In the quarter ended June 30, the New York-based satellite radio broadcaster reported a loss of $136.8 million, or 11 cents a share, on revenue of $13.3 million. In the same period last year, it reported a loss of $111.8 million, or 12 cents a share, on revenue of $2.1 million.

*More*


----------



## Mike123abc (Jul 19, 2002)

It is pretty scary when you lose 10X+ your sales... Makes you wonder what the long term break even point is.


----------



## amit5roy5 (Mar 4, 2004)

Maybe that is why DISH was able to add them. I listened to XM and Sirius. Honestly, XM is better.


----------



## Chris Blount (Jun 22, 2001)

amit5roy5 said:


> Maybe that is why DISH was able to add them. I listened to XM and Sirius. Honestly, XM is better.


I agree. The biggest selling point for me is Cinemagic on XM. Sound quality isn't an issue since I use it in the car. Never on my home stereo and occasionally on my PC using the XMPCR.


----------



## dswallow (Mar 31, 2003)

Chris Blount said:


> I agree. The biggest selling point for me is Cinemagic on XM. Sound quality isn't an issue since I use it in the car. Never on my home stereo and occasionally on my PC using the XMPCR.


And I'd say exactly the same thing about First Wave on Sirius. It's the biggest selling point for me and why Sirius is 200 times better than XM. 

Actually I think the main reason Sirius is lagging right now is an installer base that's filled with misinformation.

I recently traded in my car for a new one and have to now get Sirius installed in the new one. In talking with a local installer who works with a local Lexus dealer (not the dealer I bought mine from), which I figured would be the best place to handle it since they're intimately familiar with the model car, I experienced...

1) Repeated attempts to show me an XM Commander kit everytime I asked a salesperson about Sirius. Every salesperson called "satellite radio" XM, without realizing XM is just a service provider, and they're two of them. The head installer knew about it, but...

2) The head installer insisted all the big manufacturers were dropping making Sirius radios (not true; several new ones have recently announced offering Sirius compatible radios). He went on to talk about how one of the Sirius satellites was destroyed at launch and that put them behind (again, not true; and it's actually XM which has two flawed satellites and faces replacing both of them in the next few years).

Where XM has done better is in making smaller radios. In the next 6 months Sirius' generation 2.5 chipset will be in use, which should even the playing field there, offering more compact designs with lower power requirements. On the other hand, there's some benefit to larger radios in usability, especially in a car when they might be mounted a little more out of the way; and Sirius does have a better display system in most of their receivers, offering scrolling of artists and song titles so you can see the whole thing, no matter the display size.
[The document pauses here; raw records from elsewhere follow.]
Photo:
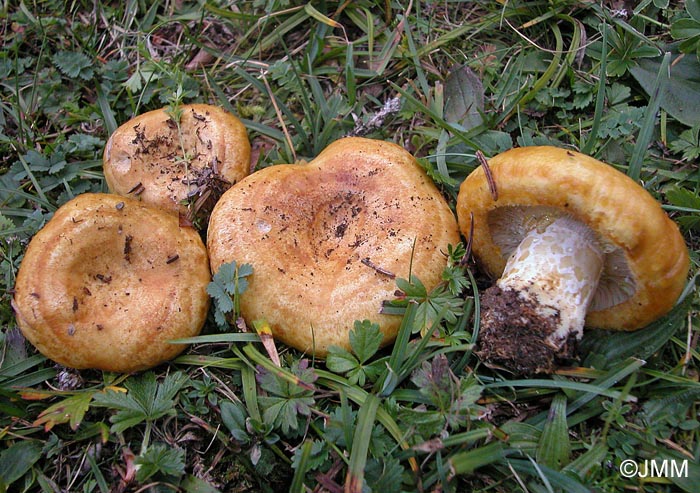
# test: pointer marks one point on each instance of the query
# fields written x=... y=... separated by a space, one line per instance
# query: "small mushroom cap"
x=325 y=240
x=144 y=158
x=108 y=281
x=628 y=221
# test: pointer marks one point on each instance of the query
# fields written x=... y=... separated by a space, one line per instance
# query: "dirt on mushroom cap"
x=152 y=159
x=108 y=281
x=607 y=201
x=326 y=239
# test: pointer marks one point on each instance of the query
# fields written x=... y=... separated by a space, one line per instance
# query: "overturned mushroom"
x=98 y=287
x=327 y=238
x=179 y=160
x=574 y=242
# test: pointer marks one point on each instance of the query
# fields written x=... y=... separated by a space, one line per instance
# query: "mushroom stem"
x=536 y=311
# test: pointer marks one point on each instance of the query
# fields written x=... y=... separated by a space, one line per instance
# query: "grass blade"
x=554 y=448
x=360 y=444
x=297 y=485
x=649 y=124
x=587 y=148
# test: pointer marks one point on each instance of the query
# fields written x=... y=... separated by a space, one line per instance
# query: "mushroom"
x=108 y=281
x=180 y=160
x=326 y=240
x=573 y=242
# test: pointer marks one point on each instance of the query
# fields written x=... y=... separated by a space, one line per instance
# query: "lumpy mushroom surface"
x=572 y=242
x=327 y=239
x=108 y=281
x=180 y=166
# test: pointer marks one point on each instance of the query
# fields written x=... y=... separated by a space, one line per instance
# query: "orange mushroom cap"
x=325 y=240
x=151 y=159
x=108 y=282
x=646 y=261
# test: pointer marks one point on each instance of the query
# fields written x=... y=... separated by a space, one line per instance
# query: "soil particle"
x=514 y=334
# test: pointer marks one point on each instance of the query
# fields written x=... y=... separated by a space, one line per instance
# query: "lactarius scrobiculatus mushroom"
x=573 y=242
x=326 y=240
x=108 y=282
x=179 y=159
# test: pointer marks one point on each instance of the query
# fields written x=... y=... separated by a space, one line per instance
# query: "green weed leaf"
x=681 y=94
x=464 y=98
x=688 y=143
x=226 y=286
x=234 y=416
x=554 y=448
x=145 y=400
x=161 y=459
x=74 y=64
x=16 y=460
x=69 y=410
x=365 y=339
x=286 y=402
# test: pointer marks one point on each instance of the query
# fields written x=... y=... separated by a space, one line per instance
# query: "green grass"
x=424 y=415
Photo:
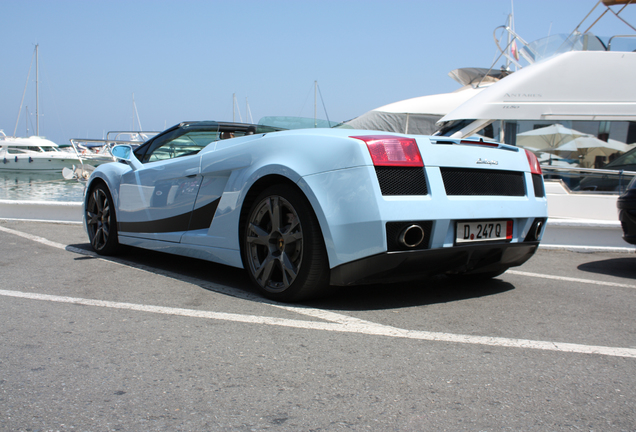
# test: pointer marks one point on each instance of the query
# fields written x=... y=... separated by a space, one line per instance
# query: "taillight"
x=535 y=168
x=388 y=150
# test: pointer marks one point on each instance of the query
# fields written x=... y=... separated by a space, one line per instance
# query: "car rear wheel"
x=283 y=248
x=101 y=222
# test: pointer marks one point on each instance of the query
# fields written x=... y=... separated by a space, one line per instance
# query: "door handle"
x=191 y=172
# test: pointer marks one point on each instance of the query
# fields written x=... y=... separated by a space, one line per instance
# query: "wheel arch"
x=273 y=179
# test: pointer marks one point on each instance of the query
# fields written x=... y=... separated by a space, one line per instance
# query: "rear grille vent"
x=465 y=181
x=402 y=180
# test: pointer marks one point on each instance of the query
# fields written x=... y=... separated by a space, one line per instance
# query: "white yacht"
x=34 y=154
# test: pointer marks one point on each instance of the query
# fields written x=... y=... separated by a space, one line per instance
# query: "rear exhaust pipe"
x=412 y=236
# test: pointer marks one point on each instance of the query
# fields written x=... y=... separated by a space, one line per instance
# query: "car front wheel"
x=283 y=249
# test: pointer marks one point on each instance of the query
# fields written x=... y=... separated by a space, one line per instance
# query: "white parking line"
x=569 y=279
x=331 y=321
x=345 y=325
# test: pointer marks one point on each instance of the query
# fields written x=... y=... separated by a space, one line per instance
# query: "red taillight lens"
x=387 y=150
x=535 y=168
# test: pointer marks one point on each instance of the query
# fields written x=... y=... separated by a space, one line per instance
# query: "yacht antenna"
x=37 y=95
x=23 y=94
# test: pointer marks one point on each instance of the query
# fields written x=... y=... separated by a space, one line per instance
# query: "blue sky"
x=184 y=60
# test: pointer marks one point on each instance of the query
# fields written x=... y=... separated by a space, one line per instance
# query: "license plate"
x=475 y=231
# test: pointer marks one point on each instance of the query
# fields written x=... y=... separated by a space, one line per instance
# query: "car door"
x=157 y=200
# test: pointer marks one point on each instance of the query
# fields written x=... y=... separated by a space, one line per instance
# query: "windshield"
x=560 y=43
x=289 y=122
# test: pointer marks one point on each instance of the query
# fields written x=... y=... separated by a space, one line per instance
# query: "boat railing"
x=609 y=43
x=589 y=180
x=146 y=135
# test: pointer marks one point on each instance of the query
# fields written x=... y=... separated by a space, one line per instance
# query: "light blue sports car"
x=305 y=209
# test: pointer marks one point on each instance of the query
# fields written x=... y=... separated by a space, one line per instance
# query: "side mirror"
x=124 y=153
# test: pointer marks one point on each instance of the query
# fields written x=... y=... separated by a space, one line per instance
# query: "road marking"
x=569 y=279
x=331 y=321
x=345 y=325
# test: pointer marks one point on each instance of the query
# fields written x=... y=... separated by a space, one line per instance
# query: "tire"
x=101 y=221
x=283 y=248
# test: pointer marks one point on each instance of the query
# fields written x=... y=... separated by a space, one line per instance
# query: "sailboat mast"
x=37 y=95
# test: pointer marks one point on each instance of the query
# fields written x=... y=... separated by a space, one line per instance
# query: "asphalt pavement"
x=153 y=342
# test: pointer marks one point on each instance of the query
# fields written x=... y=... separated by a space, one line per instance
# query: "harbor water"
x=39 y=186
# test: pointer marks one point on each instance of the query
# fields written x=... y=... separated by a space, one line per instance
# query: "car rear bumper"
x=399 y=266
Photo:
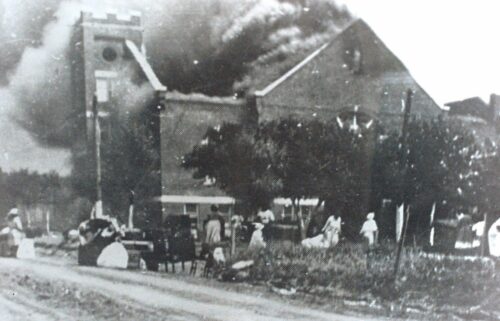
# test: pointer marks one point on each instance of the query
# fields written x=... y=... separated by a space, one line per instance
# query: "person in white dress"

Were it not for Sirius, XM likely would still have commercials on many music channels; before XM eliminated commercials, that was a significant difference.

Sometime in the future, probably not for at least 2 to 3 years, all satellite radios will eventually support both services. This is mandated by the FCC license authorizing the broadcast services, and both companies have been working together towards that goal. Unfortunately, the FCC gave no deadline, instead wanting to ensure each provider works out final designs before they combine support into one device. In other words, right now that requirement has no teeth. But it will eventually happen, and then the two services will truly be able to compete on content, not on misinformation from salespeople.


----------



## dfergie (Feb 28, 2003)

I got in on the "deal" with Scott and should receive my Sirius soon. I hope they stay in business since I took the plunge  We have Radio Stations here but I find my self listening to talk Radio as the local programming "sucks brine water"


----------



## Steve Mehs (Mar 21, 2002)

> 1) Repeated attempts to show me an XM Commander kit everytime I asked a salesperson about Sirius. Every salesperson called "satellite radio" XM, without realizing XM is just a service provider, and they're two of them. The head installer knew about it, but...


Doug, Believe it or not, that is a very common theme of quite a few of the satellite radio discussions I have. I mention XM and 99% of the people know what I'm talking about. I bring up Sirius and you have 3 or 4 people who've heard of them, all who pronounce it Cy-rus.


----------



## dswallow (Mar 31, 2003)

Steve Mehs said:


> Doug, Believe it or not, that is a very common theme of quite a few of the satellite radio discussions I have. I mention XM and 99% of the people know what I'm talking about. I bring up Sirius and you have 3 or 4 people who've heard of them, all who pronounce it Cy-rus.


At least Circuit City actually had a bunch of Sirius displays and radios on racks everywhere. It's funny seeing blister packs of satellite radios though. It just seems wrong. 

But those things I mentioned were from a high-end custom stereo install shop. Pitiful they know so little, really. If it weren't that I knew they do about 5 to 6 installs a day of various equipment on RX330's I'd run away from them, but the RX330 has so much in the way of wiring for a satellite radio, like 3 different airbag systems hiding in what would be the best wiring path from the antenna, I wanted people who knew the electronics of the car to install it.


----------